This question is a modified version of my previous post: Maximum correlation inequality.
Let $ X $ be a random variable and suppose $ A $ is a subset of $ \mathbb{R} $. For two functions $ f:\mathbb{R}\mapsto\mathbb{R} $ and $ g:\mathbb{R}\mapsto\mathbb{R} $, let $ \rho(f(X), g(X) | X \in A) $ denote the conditional correlation between $ f(X) $ and $ g(X) $ given $ X \in A $. I am wondering whether $$ \sup_{f \; \text{monotone}}|\rho(f(X),g(X) | X \in A)| \geq \sup_{f \; \text{monotone}}|\rho(f(X),g(X))|. $$ This seems intuitively true, since it becomes more difficult to find a good monotone approximation of $ g(x) $ if $ x $ belongs to a larger subset, but I'm not sure how to show it.

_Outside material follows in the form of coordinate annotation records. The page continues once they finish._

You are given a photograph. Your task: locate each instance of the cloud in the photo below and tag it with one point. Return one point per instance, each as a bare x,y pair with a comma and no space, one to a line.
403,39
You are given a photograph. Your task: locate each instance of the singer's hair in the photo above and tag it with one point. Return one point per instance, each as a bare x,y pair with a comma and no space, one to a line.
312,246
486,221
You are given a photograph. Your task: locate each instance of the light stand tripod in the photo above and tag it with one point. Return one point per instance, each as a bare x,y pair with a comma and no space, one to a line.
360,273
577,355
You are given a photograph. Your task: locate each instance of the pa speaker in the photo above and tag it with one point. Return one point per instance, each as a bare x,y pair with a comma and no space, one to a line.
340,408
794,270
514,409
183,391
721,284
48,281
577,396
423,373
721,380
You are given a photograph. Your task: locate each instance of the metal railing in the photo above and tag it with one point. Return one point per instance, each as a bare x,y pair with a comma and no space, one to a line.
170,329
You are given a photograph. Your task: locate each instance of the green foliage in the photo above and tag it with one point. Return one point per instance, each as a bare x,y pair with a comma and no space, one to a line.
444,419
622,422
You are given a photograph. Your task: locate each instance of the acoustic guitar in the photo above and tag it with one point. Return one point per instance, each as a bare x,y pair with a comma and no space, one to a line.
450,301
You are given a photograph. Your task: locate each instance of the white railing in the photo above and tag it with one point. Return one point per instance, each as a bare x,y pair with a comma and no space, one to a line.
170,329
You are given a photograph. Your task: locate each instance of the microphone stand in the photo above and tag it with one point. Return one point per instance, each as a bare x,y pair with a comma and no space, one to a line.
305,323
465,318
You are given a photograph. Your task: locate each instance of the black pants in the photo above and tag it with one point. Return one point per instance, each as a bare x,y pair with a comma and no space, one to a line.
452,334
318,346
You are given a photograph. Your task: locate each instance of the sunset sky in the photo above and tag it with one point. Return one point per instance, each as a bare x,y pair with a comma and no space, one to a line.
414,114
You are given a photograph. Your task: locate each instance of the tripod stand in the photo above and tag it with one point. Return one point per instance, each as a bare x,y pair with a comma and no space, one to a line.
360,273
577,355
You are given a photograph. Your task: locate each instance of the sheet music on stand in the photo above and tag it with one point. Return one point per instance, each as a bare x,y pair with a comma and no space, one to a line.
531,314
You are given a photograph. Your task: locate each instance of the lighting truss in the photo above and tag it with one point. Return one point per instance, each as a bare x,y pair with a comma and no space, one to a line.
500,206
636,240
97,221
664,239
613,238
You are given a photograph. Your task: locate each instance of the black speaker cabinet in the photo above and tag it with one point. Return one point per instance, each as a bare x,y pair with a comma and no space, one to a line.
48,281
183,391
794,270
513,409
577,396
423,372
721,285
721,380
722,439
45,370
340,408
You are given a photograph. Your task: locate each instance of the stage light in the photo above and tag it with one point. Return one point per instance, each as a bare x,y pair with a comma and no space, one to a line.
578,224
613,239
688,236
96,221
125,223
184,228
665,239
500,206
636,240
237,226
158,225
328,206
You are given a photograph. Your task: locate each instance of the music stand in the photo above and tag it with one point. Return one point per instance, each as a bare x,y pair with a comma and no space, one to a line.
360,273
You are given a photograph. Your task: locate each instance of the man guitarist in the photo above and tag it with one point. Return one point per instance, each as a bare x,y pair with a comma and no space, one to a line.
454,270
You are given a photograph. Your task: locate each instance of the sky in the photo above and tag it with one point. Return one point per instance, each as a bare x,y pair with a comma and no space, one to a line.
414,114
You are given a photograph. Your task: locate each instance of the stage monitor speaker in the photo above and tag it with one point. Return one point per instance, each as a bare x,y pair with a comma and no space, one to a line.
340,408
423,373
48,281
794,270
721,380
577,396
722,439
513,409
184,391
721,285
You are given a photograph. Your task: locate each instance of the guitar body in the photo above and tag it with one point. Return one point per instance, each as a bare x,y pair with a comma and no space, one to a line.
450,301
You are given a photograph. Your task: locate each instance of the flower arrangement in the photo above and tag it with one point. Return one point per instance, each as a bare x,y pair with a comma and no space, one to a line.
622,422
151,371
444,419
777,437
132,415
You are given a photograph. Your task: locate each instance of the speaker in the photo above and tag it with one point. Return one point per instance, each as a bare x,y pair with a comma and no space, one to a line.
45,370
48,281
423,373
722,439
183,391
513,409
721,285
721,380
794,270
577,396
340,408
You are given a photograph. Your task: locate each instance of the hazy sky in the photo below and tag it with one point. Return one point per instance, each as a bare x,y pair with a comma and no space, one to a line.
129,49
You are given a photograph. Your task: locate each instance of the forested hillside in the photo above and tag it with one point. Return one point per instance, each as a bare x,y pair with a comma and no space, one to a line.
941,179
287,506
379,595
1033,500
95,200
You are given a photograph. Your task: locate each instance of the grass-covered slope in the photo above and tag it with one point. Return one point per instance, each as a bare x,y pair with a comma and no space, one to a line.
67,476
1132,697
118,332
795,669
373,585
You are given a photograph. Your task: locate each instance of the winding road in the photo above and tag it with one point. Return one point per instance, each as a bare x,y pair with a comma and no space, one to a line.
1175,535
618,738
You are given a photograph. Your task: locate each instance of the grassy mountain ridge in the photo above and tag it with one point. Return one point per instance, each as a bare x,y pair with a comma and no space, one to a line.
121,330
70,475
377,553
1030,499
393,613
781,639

Any thoughts?
First note that if $g$ is monotone, the conjecture is trivially true by picking $f = g$ so that both sides $=1$.
If $g$ is non-monotone though, what happens outside $A$ can easily overwhelm what happens inside $A$. Here is a non-monotone $g$ that disproves the conjecture:
$X$ is continuous uniform within $S= [1, 100]$
$A = \{1, 2, 3, \dots, 100\}$ (i.e. just the integers of $S$)
$\forall x \in A: g(x) = (x \pmod 2)$
$\forall x \in \mathbb{R} - A: g(x) = x$.
The RHS $=1$ by picking $f(x) = x$. This $f$ is monotone and achieves $\rho = 1$ because $f=g$ except for set $A$ of measure $0$.
The LHS... I'm sorry I lack the math skills to formally prove that $\rho = 1$ is unachieveable, but it seems pretty obvious. In fact, the best "line fit" is roughly horizontal, making the best $f$ and $g$ almost independent. Thus LHS $\rho \approx 0$.
In both this question and your previous question, the key insight is that what happens in a subset of the support can be overwhelmed by what happens in a larger subset of (or the whole) support. Without further restrictions in the problem statement, a conditional distribution is its own entity and can be very different from the unconditioned distribution. So if you're talking about a "global" or "aggregate" characteristic like $\rho$, there is very little you can conclude.
BTW it is easy to modify the above example to use a different continuous $g$. The proof will be even more vague because it's no longer obvious RHS $=1$, but the intuition is just the same.